Categories Concall Highlights, Earnings, Finance

Indusind Bank Ltd Q3 FY24 Earnings Conference Call Insights

Key highlights from Indusind Bank Ltd (INDUSINDBK) Q3 FY24 Earnings Concall

  • Loan Growth Momentum
    • The bank saw robust loan growth momentum across retail segments, with overall loan growth at 20% YonY.
    • Retail loan growth was 24% YonY, driven by healthy growth in vehicles, microfinance, and consumer loans.
    • Vehicle loan growth remained healthy at 20% YonY and 5% QonQ, with highest ever disbursements this quarter.
  • Strong Deposit Growth
    • Retail deposit growth gained pace this quarter, with one of the strongest sequential improvements in retail deposit share in LCR.
    • Retail deposits grew 5% QoQ despite challenging liquidity environment.
    • Increase in cost of deposits was moderate at 9bps QoQ.
    • Saw good progress in new liability initiatives like affluent banking and NRI deposits.
  • Mixed Asset Quality Trends
    • Gross and net NPA ratios remained steady QonQ at 1.92% and 0.7% respectively.
    • However, gross slippages were higher than expected at INR1765 crores.
    • The vehicle finance slippages saw some sequential increase but have already started normalizing in January.
  • Digital Banking Momentum
    • The digital banking platform INDIE saw strong traction, acquiring over 0.8 million customers and seeing 4 million transactions per month within a short span post launch.
    • Engagement on INDIE is increasing with users doing 35-40 transactions per month; product suite is being expanded.
    • On mobile banking, monthly active users increased 15% YoY. Merchant app users doubled YoY.
    • Over 50% of savings accounts and 40% of term deposits now acquired digitally in DIY manner.
  • Moderating Asset Quality Concerns
    • Gross and net NPA levels remained steady QoQ at 1.92% and 0.7% respectively.
    • Vehicle finance slippages were temporarily higher but have already started normalizing from January onwards.
    • Restructured book reduced QoQ in vehicle finance and microfinance segments.

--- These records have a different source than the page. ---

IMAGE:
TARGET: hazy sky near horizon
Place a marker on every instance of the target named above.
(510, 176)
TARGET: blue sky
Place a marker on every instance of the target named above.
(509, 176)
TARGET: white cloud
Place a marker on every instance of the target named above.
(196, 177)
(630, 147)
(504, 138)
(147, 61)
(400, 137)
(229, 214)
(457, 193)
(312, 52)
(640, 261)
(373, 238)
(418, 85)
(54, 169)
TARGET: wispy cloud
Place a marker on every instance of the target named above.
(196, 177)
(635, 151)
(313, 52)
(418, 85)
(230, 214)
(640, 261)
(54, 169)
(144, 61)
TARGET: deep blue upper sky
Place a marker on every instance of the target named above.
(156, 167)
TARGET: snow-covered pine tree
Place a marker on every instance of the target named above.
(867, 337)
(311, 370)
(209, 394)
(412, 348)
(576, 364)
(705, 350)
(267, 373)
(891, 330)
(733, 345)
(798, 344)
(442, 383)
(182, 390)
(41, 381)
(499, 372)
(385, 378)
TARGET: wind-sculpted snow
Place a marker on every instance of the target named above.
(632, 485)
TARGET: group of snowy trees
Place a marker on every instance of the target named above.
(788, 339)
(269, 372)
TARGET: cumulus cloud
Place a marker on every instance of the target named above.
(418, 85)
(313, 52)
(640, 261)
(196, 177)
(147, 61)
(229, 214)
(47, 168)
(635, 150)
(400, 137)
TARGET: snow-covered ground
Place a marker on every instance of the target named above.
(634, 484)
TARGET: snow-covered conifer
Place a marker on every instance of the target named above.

    • Corporate segment saw improved granularity, rating upgrades, and lower slippages annualized at 25bps versus 45bps last year.
  • Asset Quality Outlook
    • The bank expects gross slippages to normalize back to INR1100-1200 cr range in upcoming quarters.
    • Corporate slippages should moderate going forward with one-off stress accounts already recognized.

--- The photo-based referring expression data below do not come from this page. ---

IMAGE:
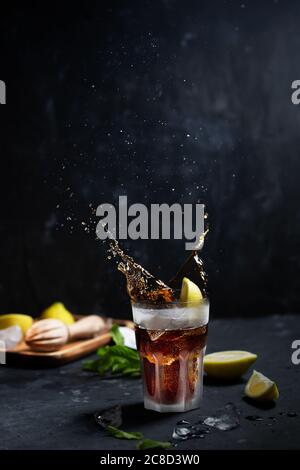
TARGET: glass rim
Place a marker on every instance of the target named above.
(150, 304)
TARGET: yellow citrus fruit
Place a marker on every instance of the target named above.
(261, 388)
(190, 292)
(59, 312)
(13, 319)
(228, 364)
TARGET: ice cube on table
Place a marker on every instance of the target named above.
(224, 419)
(11, 336)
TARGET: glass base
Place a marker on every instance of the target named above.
(172, 408)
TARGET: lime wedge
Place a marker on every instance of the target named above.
(228, 364)
(260, 388)
(59, 312)
(190, 292)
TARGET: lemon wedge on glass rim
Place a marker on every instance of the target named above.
(190, 292)
(261, 388)
(228, 364)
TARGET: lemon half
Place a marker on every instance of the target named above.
(190, 292)
(228, 364)
(261, 388)
(59, 312)
(12, 319)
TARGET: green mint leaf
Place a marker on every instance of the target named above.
(118, 359)
(125, 352)
(90, 365)
(119, 434)
(150, 444)
(116, 335)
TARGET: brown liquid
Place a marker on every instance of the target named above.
(143, 286)
(171, 362)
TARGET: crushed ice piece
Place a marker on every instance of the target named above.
(254, 418)
(181, 432)
(225, 419)
(11, 336)
(155, 334)
(109, 417)
(129, 336)
(185, 430)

    • Other retail slippages higher in Q3 due to some one-offs in agri, merchant acquiring, but expected to steady.
    • MFI slippages should also moderate in upcoming quarters with portfolio quality remaining steady.
  • Margin Trajectory
    • The bank expects to maintain NIMs steady between 4.2-4.3% over next few quarters, in line with past trend.

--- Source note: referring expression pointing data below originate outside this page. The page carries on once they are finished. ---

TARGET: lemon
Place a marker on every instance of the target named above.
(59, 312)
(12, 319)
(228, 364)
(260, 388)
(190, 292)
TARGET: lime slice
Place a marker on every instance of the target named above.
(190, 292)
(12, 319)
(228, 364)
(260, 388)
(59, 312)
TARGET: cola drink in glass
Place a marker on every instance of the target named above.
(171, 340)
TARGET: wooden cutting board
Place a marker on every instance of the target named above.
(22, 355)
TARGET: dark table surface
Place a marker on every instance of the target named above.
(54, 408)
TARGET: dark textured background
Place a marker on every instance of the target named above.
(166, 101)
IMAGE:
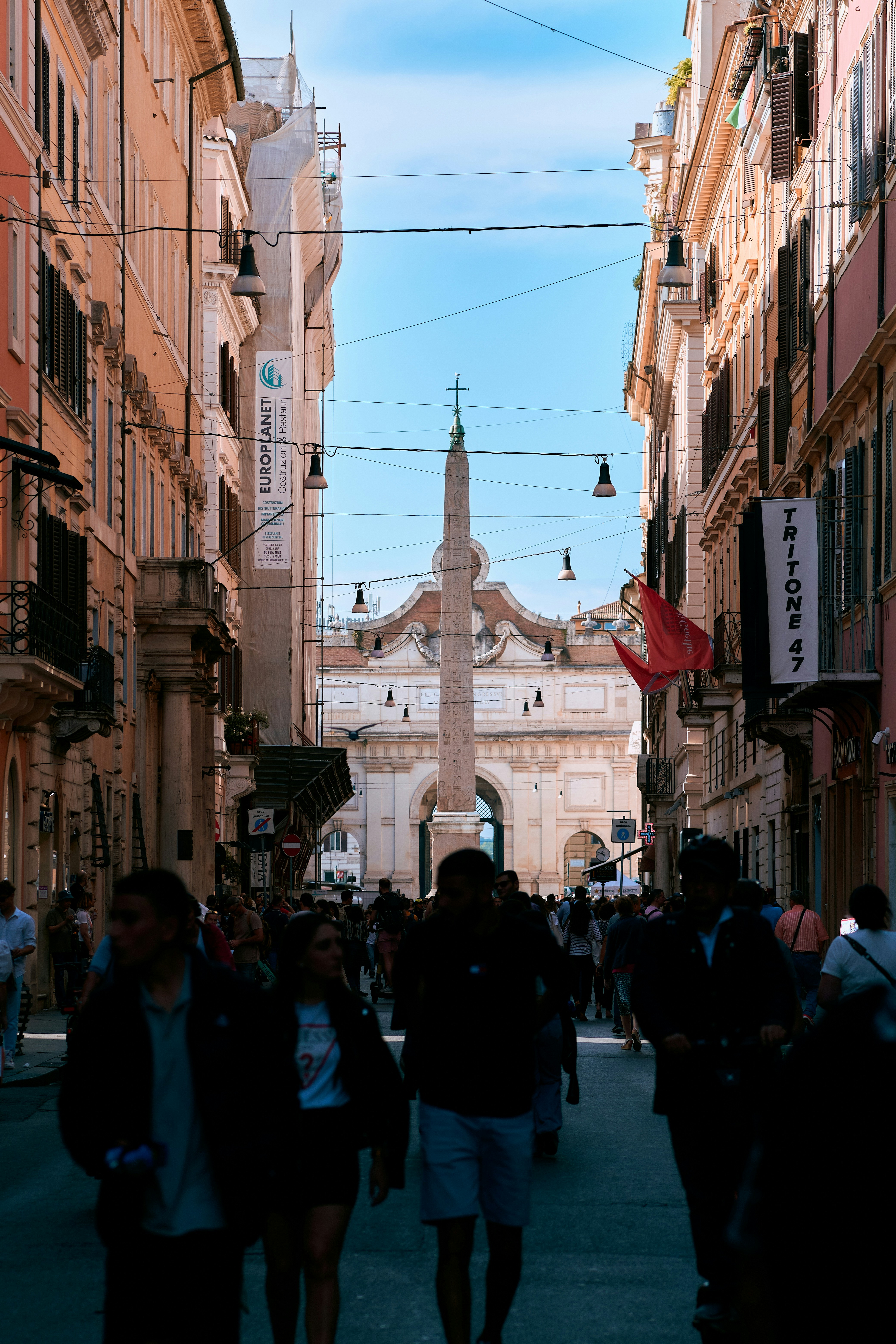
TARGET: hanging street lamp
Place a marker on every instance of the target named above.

    • Lending margins are linked to external benchmarks so limited room for expansion unless risk profile deterioration.
    • As funding cost pressures ease with deposit rate hikes moderating, lending rates also unlikely to see material increases.
    • Overall margin outlook remains stable given balance sheet mix and as cost of funds stabilizes.
  • Vehicle Loan Growth Outlook
    • The bank has diversified its vehicle loan portfolio across categories, reducing dependence on any one segment.
    • MHCV and tractor demand is dull currently, but growth expected from used CVs.
    • Targeting vehicle loan disbursements of INR14,000 cr in Q4, similar to Q3 levels.
  • Capital and Growth Outlook
    • Currently comfortable on capital front with CET1 at 16%.
    • Expect capital raise to happen only when CET1 approaches 14%, likely in mid FY25.
    • Internal accruals sufficient to fund growth in near term given falling risk weights.
    • No immediate need or hurry for capital raise seen despite strong growth momentum.